Na feitura desta matéria, o corretor automático sugeriu diversas correções “gramaticais”:

- A correção de “da motorista” para “do motorista”. 

- A correção de “das próprias motoristas” para “dos próprios motoristas”.

- A correção de “novas motoristas” para “novos motoristas”.

- A correção de “motoristas cadastradas” para “motoristas cadastrados”.

- A correção de “nenhuma Uber” por “nenhum Uber”.

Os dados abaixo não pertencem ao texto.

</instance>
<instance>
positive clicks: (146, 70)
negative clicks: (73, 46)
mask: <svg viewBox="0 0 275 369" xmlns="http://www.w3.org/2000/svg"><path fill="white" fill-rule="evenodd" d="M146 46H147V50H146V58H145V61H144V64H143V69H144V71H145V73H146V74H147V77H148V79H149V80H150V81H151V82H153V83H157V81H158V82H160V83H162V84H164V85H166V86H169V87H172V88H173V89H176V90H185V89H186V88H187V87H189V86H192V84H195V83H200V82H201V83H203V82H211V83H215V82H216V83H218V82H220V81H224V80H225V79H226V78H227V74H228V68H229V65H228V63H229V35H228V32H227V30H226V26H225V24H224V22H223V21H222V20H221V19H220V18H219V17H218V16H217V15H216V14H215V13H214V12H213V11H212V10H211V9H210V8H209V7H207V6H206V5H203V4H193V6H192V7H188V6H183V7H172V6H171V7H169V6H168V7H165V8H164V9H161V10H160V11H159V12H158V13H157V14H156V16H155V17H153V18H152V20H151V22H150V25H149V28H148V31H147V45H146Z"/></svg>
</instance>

- A correção de “as motoristas, conhecidas” para “os motoristas, conhecidos”.

Paranoica

A entrevista de Aline foi feita durante uma corrida real. Eu estava indo para uma festa e chamei um Uber. Sairia sozinha à noite e, em menos de 1km, dois amigos se juntariam a mim. Apesar de ser uma distância curta até eles, senti meus músculos tensos enquanto chamava a corrida. Entrar em um carro com um motorista é como apostar na sorte: não se sabe quem vai encontrar. Quem teria as mãos sobre o volante não estava preso ao caminho do GPS. Mesmo que o aplicativo indicasse a parada, ele não necessariamente diminuiria a velocidade ao chegar no local marcado. Esse nervoso durante corridas de aplicativo não era estreante; ele foi a razão de eu ter vestido um casaco em uma noite quente para esconder o meu decote, foi a razão de eu sempre planejar a ida e a volta de festas para não ficar sozinha no carro. Já tinha experienciado o coração pular para fora do peito uma vez, quando o motorista cismava em querer mudar a rota. Desde então, essa ansiedade era corriqueira antes de uma corrida.

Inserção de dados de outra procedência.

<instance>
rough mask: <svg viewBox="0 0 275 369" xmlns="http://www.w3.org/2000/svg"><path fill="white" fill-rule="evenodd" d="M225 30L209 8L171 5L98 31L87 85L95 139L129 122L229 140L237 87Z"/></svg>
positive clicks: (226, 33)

Mas o prédio onde eles me esperavam ficava entre o destino final e a minha casa: sair sozinha e pegá-los no caminho era o mais lógico. O medo que eu sentia não me parecia lógico. Uma distância tão curta, uma preocupação imensa. Mesmo assim, decidi engolir a inquietação e não criar caso. Assim que o telefone piscou indicando que havia achado um motorista, senti os nós nos meus ombros se desfazerem: Aline! Então seria uma motorista que nos levaria. O alívio tomou conta. Uma motorista mulher realmente acalma nossos ânimos. Fui gravando a nossa conversa até o ponto onde eu encontraria os meninos.

Um deles abriu a porta de trás e veio se sentar ao meu lado. O outro, quis sentar na frente. Pela gravação, percebo como a voz de Aline mudou: antes tranquila, logo se tornou mais aguda. Ela não gostava que um homem se sentasse no banco da carona, como havia me contado. Eu logo o chamei para sentar atrás conosco. E foi assim que percebi que o medo que me percorreu minutos antes, agora era sentido por Aline: com 18 anos, me sentia insegura para fazer uma corrida sozinha com um homem. Com 45 anos, Aline se sentia insegura de ter um homem desconhecido tão próximo enquanto dirigia. Compartilhamos do mesmo medo, que não é paranoia. Apenas a consciência dos riscos a que estamos expostas como mulher se manifestando em nosso corpo.